Verdi gegen Amazon - der Tarifstreit zwischen der Gewerkschaft und dem Versandhandelsriesen aus den USA hat sich zum Dauerbrenner unter den Tarifstreits in Deutschland entwickelt. Fünf Jahre es ist her, dass Verdi nach den Warnstreiks erstmals zu regulärem Arbeitsausstand aufrief. Die ersten Streik-Standorte waren am 14. Mai 2013 Bad Hersfeld und Leipzig - weitere schlossen sich danach an.

Doch das Ziel, Verhandlungen über einen Tarifvertrag zu erwirken, hat Verdi bislang verfehlt. Handelsexperte Gerrit Heinemann, Professor für Betriebswirtschaftslehre an der Hochschule Niederrhein, sagt: "Wenn die Gewerkschaft Verdi nach fünf Jahren ihr Ziel nicht erreicht hat, wird es auch in Zukunft nicht klappen. Verdi beißt sich an Amazon wie an einer harten Nuss die Zähne aus. Sie sollten es einfach sein lassen mit den Streiks."

Dicke Bretter bohren

Doch Aufgeben ist für die Gewerkschaft keine Option. Stefanie Nutzenberger, Verdi-Bundesvorstandsmitglied für den Bereich Handel, sagte in Berlin: "Uns war klar, dass es sich bei Amazon um ein Unternehmen handelt, das auf dem Weg zu einem globalen Monopol ist. Rechtsverbindliche Tarifverträge, die Menschen schützen und Belegschaften, die betriebliche Mitbestimmung wollen, will die Konzernleitung nicht." Aber der Kampfeswille der Arbeitnehmer steige stetig. "Wir bleiben dran und haben uns auf einen lang anhaltenden Konflikt eingestellt. Das Selbstbewusstsein der Belegschaft ist enorm gewachsen. Wer dicke Bretter bohren will, darf eben nicht nach den ersten Zentimetern aufhören."

"Wir bleiben dran..." Gewerkschafter von Verdi vor dem Amazon-Standort in Rheinberg Bild: picture-alliance/dpa/Roland Weihrauch

Der Branchenprimus mit seinen 16.000 Mitarbeitern bundesweit will sich dem Gewerkschaftswillen aber nicht beugen. "Amazon beweist jeden Tag, dass man auch ohne Tarifvertrag ein fairer und verantwortungsvoller Arbeitgeber sein kann", erklärte eine Unternehmenssprecherin. Amazon zahle in den elf deutschen Logistikzentren am oberen Ende dessen, was für vergleichbare Tätigkeiten üblich ist, an allen Standorten bundesweit mindestens 10,52 Euro brutto pro Stunde.
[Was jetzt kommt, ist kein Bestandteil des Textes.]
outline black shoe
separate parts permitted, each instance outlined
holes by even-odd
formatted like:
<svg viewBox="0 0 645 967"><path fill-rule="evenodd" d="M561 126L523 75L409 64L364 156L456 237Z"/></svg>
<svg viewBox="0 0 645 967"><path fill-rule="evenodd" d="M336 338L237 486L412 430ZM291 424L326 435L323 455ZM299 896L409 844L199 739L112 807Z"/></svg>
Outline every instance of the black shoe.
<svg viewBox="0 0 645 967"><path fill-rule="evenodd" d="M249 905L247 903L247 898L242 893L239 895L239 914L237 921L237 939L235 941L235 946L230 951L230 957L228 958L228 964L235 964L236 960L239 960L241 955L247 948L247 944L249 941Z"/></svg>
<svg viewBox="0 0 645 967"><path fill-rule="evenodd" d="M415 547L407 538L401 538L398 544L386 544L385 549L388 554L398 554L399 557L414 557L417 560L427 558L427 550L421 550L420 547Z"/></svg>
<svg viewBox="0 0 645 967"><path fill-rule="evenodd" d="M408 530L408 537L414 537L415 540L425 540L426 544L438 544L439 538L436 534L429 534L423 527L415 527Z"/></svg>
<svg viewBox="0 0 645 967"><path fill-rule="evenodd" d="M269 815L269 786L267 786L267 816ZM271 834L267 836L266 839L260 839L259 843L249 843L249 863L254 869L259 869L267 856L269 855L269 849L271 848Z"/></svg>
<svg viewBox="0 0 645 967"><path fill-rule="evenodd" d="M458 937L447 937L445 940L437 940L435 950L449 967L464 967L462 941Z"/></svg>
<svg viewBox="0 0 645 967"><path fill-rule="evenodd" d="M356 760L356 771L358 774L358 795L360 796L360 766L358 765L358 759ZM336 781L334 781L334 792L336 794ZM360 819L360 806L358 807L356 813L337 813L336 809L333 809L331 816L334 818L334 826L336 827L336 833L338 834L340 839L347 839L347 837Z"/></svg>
Hinzu kämen einige Extras.

Kein Einzelfall

Amazon ist als nicht tarifgebundener Arbeitgeber beileibe kein Einzelfall in der Branche. In Deutschland seien weit mehr als 80 Prozent der Arbeitgeber im E-Commerce und Versandhandel nicht tarifgebunden. Diese Arbeitgeber zögen es aber vor, sich hinsichtlich der Entgelthöhe an tariflichen Maßgaben zu orientieren, berichtet der Bundesverband E-Commerce und Versandhandel Deutschland.
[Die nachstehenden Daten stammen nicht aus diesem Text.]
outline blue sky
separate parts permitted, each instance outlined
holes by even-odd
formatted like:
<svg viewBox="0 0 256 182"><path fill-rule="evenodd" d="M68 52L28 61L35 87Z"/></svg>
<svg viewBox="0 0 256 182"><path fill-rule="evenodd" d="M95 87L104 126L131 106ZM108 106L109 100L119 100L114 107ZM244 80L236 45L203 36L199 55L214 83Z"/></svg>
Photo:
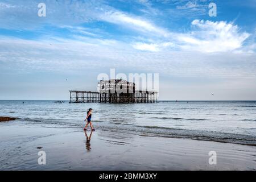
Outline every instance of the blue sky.
<svg viewBox="0 0 256 182"><path fill-rule="evenodd" d="M255 0L0 0L0 100L67 100L110 68L159 73L159 99L256 100L255 10Z"/></svg>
Die Auswirkungen der Streiks sind laut Amazon überschaubar. Nur ein kleiner Teil der Mitarbeiter an den Standorten schließe sich den Streiks an. Die große Mehrheit arbeite wie geplant. Und wenn mal in Deutschland gleich mehrere Standorte betroffen seien, gebe es Möglichkeiten, das Arbeitsaufkommen im europaweiten Logistiknetzwerk mit mehr als 40 Verteilzentren zu delegieren, erläutert Amazon.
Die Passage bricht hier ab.